Quante persone come Enrica Calabresi ci sono, che non abbiamo saputo scoprire e raccontare?
E' questa la domanda che mi è stata fatta ieri da uno studente - credo che si chiami Demetrio - del liceo Ariosto di Ferrara, dove, assieme ai famigliari di Enrica, la scienziata ebrea cancellata dalle persecuzioni razziali, ero stato invitato per presentare Un nome.
E' questo il bello degli incontri nelle scuole. Credi di andare a insegnare qualcosa e invece, se le cose vanno bene, finisci per misurarti con domande che non ti eri mai posto. Così torni a casa contento, perché in qualche modo più ricco.
Ognuno dei milioni di morti della Shoah meriterebbe un libro. Così ho risposto. E lo stesso potrebbe valere anche per ogni morto della Grande Guerra o della Guerra di Spagna. O per ogni persona in genere, anche morta in pace nel suo letto: ognuna meriterebbe un libro.
Però è vero, è stata una grande fortuna poter raccontare la storia di Enrica, una donna di cui era rimasto solo il nome, peraltro non collegato alle persecuzioni razziali. E quanto di lei che è comunque svanito. Ogni vita, del resto, anche la più documentata, può essere raccontata solo accettando larghi vuoti, silenzi che sono come pause nel linguaggio della musica.

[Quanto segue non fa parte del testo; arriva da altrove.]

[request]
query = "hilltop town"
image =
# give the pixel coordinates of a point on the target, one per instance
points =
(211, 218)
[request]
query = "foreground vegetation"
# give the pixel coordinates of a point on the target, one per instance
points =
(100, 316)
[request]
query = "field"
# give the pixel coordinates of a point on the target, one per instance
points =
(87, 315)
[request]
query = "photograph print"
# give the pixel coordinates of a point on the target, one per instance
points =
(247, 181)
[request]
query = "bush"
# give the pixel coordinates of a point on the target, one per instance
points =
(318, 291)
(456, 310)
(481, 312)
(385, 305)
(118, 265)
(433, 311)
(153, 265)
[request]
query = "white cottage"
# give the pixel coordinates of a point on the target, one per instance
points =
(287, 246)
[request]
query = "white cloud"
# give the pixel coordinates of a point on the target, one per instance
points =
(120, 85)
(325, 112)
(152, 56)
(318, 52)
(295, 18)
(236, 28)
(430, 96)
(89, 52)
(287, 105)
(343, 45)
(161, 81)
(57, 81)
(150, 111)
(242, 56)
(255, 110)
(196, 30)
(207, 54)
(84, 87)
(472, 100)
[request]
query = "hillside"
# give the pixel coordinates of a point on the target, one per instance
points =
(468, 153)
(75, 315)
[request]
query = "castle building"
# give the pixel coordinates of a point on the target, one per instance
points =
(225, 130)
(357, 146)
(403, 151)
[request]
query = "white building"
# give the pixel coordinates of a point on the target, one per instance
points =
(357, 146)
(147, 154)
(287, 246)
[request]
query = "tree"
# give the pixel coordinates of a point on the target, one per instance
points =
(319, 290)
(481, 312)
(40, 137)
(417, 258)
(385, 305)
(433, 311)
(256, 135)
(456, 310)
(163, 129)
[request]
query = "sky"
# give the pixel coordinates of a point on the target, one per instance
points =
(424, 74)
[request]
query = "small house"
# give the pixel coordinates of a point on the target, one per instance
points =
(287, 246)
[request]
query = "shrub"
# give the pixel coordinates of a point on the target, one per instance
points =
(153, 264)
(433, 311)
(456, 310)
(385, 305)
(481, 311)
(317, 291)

Enrica è diventata un libro solo per una serie di combinazioni. I molti sono stati solo e soltanto inghiottiti dalla Storia, senza alcuna possibilità di essere richiamati dal lavoro della memoria.
Memoria che è una continua tensione tra dovere e potere. Così ho concluso: ciò che sarà possibile è poca cosa, però abbiamo sempre il dovere di provarci.